Ma siamo proprio sicuri che senza informazione, senza racconti, senza realtà “riproposta” e “servita” dinanzi a noi, non possiamo sopravvivere?
Assediati e vinti dall’assalto delle “notizie”
La continua “riformulazione” mediatica dello stato delle cose finisce prima di tutto per cucire addosso a una larghissima parte di noi il “vestito” che abitualmente sfoggiamo senza averne alcuna consapevolezza.

La sequenza degli eventi più recenti, ma anche quella riferita a fatti più relativamente lontani, continua a presentarsi sempre, in qualche modo, agganciata ad un ventaglio di emergenze che, di volta in volta, si presentano, in ogni caso, connesse ad un aggettivo che ne richiama la gravità. In altre parole, la narrazione di tutto quello che accade si è ormai liberata, quasi del tutto, di un contesto di normalità. Il racconto della quotidianità è principalmente collegato, quindi, alla straordinarietà di quanto si ritiene particolarmente importante – cioè  in grado di produrre effetti che determinano conseguenze rilevanti per il circuito informativo (o anche narrativo), che deve censire e proporre alla valutazione (o svalutazione) generale –  e, quindi, va “inquadrato”, o meglio: prima di tutto giudicato e, poi, proposto. Siamo chiusi in questo meccanismo, ormai, da tempo immemore, ma particolarmente più intenso e continuamente al rialzo da qualche anno a questa parte. La mediaticità delle notizie definite di cronaca o anche di stretta attualità – in grado di riflettersi fino a generare un enorme macchia d’olio senza più alcun tipo di confine – è particolarmente acuta, fino a sminuire altre tipologie di eventi che, pure, accadono e avrebbero bisogno di essere raccontate, spiegate, relazionate agli altri, che ascoltano, vedono e, forse (ma in misura minore), leggono.
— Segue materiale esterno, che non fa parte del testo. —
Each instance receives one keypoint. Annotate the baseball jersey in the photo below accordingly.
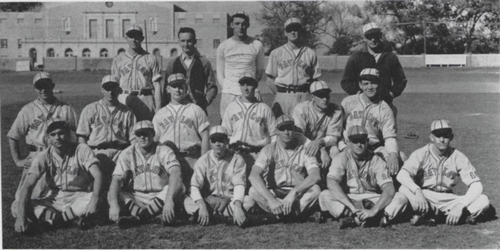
(149, 174)
(290, 167)
(234, 58)
(219, 177)
(34, 118)
(253, 124)
(365, 176)
(377, 118)
(181, 125)
(99, 124)
(439, 173)
(67, 173)
(137, 71)
(289, 68)
(313, 124)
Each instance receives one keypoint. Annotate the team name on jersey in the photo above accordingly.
(183, 120)
(253, 116)
(369, 118)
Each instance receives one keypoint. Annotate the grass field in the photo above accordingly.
(469, 98)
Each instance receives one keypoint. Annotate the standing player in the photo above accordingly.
(152, 178)
(238, 55)
(392, 78)
(250, 123)
(366, 179)
(139, 76)
(197, 70)
(106, 126)
(32, 122)
(218, 183)
(369, 111)
(284, 179)
(429, 175)
(183, 126)
(291, 69)
(68, 168)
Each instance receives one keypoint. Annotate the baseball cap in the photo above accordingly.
(293, 21)
(176, 78)
(319, 86)
(357, 132)
(371, 28)
(217, 131)
(370, 74)
(134, 30)
(284, 120)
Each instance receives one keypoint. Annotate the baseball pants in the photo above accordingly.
(284, 103)
(441, 200)
(304, 201)
(191, 206)
(328, 203)
(143, 106)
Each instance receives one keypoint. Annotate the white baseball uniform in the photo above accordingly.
(437, 176)
(137, 72)
(363, 179)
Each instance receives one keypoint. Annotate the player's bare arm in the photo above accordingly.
(257, 182)
(174, 190)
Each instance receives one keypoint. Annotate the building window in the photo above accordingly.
(93, 28)
(216, 43)
(110, 28)
(104, 53)
(50, 52)
(86, 53)
(68, 52)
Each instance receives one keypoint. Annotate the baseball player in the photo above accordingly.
(284, 179)
(358, 175)
(106, 126)
(68, 168)
(139, 76)
(290, 70)
(429, 175)
(151, 177)
(249, 122)
(218, 182)
(183, 126)
(369, 111)
(392, 77)
(320, 121)
(197, 70)
(235, 56)
(32, 122)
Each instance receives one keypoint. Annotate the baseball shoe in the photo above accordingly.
(128, 221)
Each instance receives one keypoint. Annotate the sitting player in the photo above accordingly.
(152, 178)
(218, 183)
(284, 179)
(429, 175)
(366, 179)
(68, 168)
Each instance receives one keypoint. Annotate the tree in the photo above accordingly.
(20, 6)
(275, 14)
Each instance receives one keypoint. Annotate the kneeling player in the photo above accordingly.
(429, 175)
(219, 181)
(68, 169)
(368, 183)
(155, 181)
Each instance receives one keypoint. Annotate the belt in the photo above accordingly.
(304, 88)
(33, 148)
(138, 92)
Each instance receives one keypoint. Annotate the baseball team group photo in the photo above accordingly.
(265, 144)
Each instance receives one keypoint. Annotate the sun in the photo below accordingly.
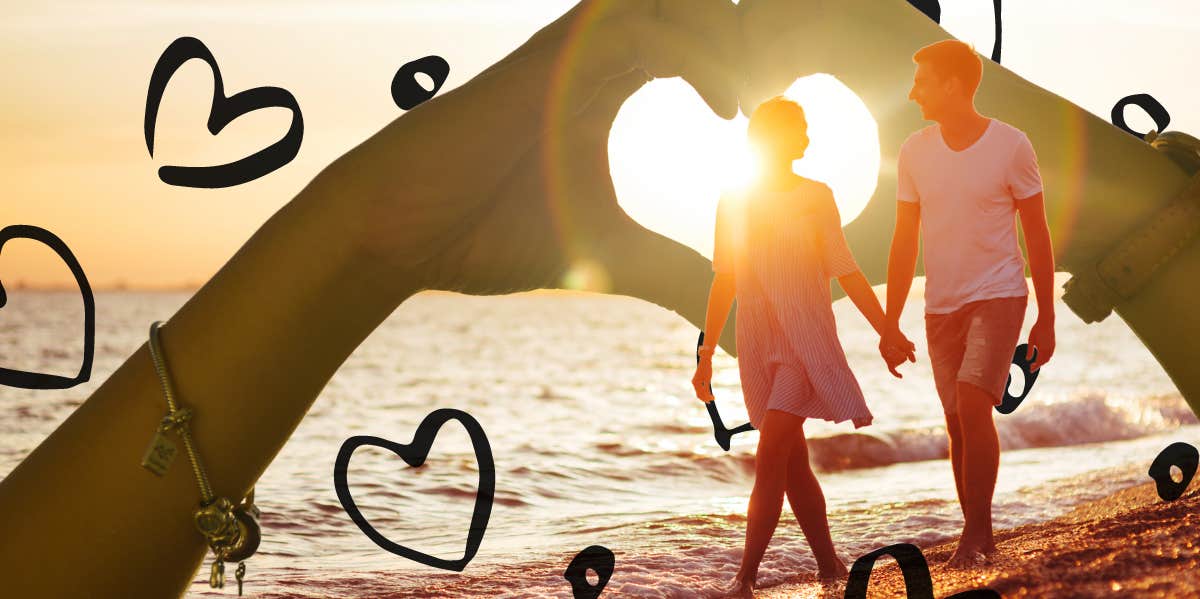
(671, 157)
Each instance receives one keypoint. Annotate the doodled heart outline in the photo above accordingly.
(25, 379)
(222, 112)
(414, 454)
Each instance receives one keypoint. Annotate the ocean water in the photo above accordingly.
(598, 439)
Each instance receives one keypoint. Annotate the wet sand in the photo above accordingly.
(1129, 544)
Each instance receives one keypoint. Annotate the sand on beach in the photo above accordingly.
(1129, 544)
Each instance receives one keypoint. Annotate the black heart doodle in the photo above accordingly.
(414, 454)
(1146, 102)
(1011, 402)
(933, 9)
(723, 435)
(407, 93)
(594, 557)
(36, 379)
(223, 112)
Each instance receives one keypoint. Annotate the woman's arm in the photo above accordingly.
(861, 293)
(453, 196)
(249, 354)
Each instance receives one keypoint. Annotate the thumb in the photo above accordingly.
(645, 264)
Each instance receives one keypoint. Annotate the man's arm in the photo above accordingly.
(901, 262)
(1041, 255)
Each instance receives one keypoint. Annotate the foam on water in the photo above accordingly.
(598, 439)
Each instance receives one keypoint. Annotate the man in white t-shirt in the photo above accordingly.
(961, 184)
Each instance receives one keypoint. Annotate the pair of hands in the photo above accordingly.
(502, 185)
(895, 349)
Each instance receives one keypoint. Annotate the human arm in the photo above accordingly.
(1105, 180)
(841, 264)
(901, 268)
(450, 196)
(720, 294)
(720, 300)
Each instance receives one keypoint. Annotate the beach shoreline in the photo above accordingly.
(1128, 544)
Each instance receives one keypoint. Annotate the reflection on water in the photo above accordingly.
(598, 441)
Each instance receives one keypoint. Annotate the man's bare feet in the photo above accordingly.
(973, 551)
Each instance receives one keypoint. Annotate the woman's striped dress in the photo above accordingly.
(784, 247)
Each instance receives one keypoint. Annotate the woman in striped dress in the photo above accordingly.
(778, 245)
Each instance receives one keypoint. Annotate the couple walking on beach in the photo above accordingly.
(961, 181)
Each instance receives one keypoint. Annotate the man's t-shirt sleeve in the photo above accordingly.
(906, 190)
(1024, 179)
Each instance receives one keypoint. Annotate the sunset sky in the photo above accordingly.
(73, 160)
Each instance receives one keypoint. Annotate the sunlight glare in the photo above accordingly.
(671, 157)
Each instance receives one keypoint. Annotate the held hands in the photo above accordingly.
(895, 348)
(702, 381)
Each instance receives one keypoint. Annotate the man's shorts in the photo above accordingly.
(975, 345)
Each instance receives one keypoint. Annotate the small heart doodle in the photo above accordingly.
(414, 454)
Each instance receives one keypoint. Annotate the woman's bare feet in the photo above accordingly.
(832, 571)
(738, 589)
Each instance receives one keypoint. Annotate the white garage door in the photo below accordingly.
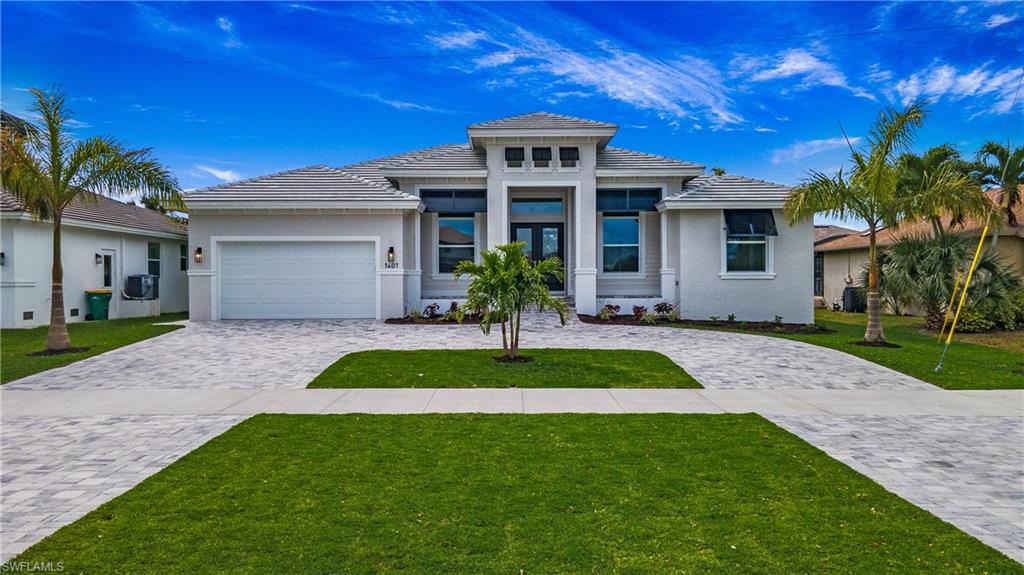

La guerra, i fatti che ricadono in azioni che violano la legge, aggrediscono in maniera sempre più ampia e sviluppata altre persone, gli “eventi” diventano oggetto di veri e propri “attacchi” al profilo economico delle famiglie, oppure ogni descrizione dei rischi sanitari, sono, in fondo, i veri protagonisti del mondo che travalica le forme di normalità della vita di uomini e donne in questi anni così particolari.

Questa continua “riformulazione” dello stato delle cose – oltre ad alimentare diverse strategie per mettere in campo varie tipologie di “assalti politici”, economici, militari e molto altro – in fondo finisce prima di tutto per cucire addosso a una larghissima parte di noi il vestito che abitualmente sfoggiamo senza, ovviamente, nella maggior parte dei casi, averne alcuna consapevolezza (dello sfoggio, non di altro). Siamo, cioè, ben immersi in un meccanismo totalmente auto-rinnovabile che si protrae da un giorno all’altro, inseguendo le notizie (anche nella loro più totale autenticità e distanza dalla provocazione dell’evento) o, al contrario, venendo inseguiti dalle notizie. Ma con un solo risultato che può prendere di sicuro il sopravvento, fino a determinare sempre lo stesso scenario dell’utente (sì, in fondo, siamo primariamente utenti) che appare (e si auto-rappresenta) come sorpreso e indeciso, ma pronto a compiere le sue scelte. Anzi, a determinare quello che è possibile definire “andamento” della notizia (e che si traduce in ascolti censiti, studiati, corteggiati, venduti, comprati e altro ancora). Sempre in nome di un valore, un obiettivo, un traguardo o chissà cosa altro.

Resta un solo dubbio, o forse, nemmeno un dubbio. Un interrogativo: ma siamo proprio sicuri che senza informazione, senza racconti, senza “realtà” riproposta e “servita” dinanzi a noi, non possiamo sopravvivere?